For these reasons, the Court should deny the motion for leave to amend (to file a second amended complaint) and now dismiss this case with prejudice. See, e.g., Stem v. Gomez, 813 F.3d 205, 215-16 (5th Cir. 2016) (“When an amended complaint would still ‘fail to survive a Rule 12(b)(6) motion,' it is not an abuse of discretion to deny the motion'” for leave to amend. (citation omitted)).
Recommendation
The Court should deny the motion for leave to file a second amended complaint [Dkt. Nos. 43, 44] and dismiss this case with prejudice.

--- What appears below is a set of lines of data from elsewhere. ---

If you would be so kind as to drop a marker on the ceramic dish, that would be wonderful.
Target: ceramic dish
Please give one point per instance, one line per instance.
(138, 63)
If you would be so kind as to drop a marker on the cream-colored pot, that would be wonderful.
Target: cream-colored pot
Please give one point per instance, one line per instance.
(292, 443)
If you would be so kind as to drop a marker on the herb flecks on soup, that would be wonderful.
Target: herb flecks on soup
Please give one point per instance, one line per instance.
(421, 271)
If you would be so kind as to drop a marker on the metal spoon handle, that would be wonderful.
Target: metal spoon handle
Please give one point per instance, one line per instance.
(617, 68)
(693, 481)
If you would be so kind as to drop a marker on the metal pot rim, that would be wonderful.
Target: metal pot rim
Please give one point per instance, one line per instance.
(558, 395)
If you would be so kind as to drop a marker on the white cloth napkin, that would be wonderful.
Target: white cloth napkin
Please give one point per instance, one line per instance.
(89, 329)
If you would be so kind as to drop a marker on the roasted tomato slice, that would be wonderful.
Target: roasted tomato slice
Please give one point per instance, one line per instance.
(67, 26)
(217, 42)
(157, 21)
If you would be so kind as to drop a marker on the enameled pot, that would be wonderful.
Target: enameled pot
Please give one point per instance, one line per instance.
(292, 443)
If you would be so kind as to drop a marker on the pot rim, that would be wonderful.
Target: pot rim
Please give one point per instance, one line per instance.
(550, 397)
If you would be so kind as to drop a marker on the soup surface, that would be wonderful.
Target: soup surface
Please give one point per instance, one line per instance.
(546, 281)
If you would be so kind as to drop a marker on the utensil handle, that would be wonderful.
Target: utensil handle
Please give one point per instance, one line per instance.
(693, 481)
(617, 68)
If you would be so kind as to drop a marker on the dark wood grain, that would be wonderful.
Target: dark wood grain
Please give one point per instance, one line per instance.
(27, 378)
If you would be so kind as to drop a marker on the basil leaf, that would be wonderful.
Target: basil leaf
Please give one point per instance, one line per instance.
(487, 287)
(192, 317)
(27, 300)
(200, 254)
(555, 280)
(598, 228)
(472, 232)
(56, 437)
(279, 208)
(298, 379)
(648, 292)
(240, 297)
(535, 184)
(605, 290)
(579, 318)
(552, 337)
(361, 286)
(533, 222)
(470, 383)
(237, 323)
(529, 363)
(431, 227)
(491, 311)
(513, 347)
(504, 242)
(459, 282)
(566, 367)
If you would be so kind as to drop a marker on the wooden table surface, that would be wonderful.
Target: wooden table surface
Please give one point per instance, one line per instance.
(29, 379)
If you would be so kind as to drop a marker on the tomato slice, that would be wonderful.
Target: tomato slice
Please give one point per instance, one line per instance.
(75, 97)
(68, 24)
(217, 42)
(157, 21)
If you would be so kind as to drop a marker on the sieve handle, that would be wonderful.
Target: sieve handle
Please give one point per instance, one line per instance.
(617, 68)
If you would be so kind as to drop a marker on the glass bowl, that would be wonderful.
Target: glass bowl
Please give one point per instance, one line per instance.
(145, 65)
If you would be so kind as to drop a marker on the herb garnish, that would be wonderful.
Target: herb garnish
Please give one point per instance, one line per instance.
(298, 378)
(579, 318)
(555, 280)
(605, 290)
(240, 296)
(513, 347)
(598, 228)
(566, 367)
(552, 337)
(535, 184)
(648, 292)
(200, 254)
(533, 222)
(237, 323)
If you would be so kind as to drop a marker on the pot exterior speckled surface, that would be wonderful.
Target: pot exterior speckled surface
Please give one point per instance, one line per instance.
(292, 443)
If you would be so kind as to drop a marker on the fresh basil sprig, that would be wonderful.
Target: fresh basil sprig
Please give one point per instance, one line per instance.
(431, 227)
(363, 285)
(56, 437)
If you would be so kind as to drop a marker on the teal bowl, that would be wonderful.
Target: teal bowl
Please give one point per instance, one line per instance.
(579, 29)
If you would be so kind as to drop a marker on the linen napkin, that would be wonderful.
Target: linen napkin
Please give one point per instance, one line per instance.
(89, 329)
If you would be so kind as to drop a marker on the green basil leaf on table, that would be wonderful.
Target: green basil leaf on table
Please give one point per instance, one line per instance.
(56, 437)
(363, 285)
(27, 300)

A copy of these findings, conclusions, and recommendation shall be served on all parties in the manner provided by law. Any party who objects to any part of these findings, conclusions, and recommendation must file specific written objections within 14 days after being served with a copy. See 28 U.S.C. § 636(b)(1); Fed.R.Civ.P. 72(b). In order to be specific, an objection must identify the specific finding or recommendation to which objection is made, state the basis for the objection, and specify the place in the magistrate judge's findings, conclusions, and recommendation where the disputed determination is found. An objection that merely incorporates by reference or refers to the briefing before the magistrate judge is not specific. Failure to file specific written objections will bar the aggrieved party from appealing the factual findings and legal conclusions of the magistrate judge that are accepted or adopted by the district court, except upon grounds of plain error. See Douglass v. United Servs. Auto. Ass'n, 79 F.3d 1415, 1417 (5th Cir. 1996).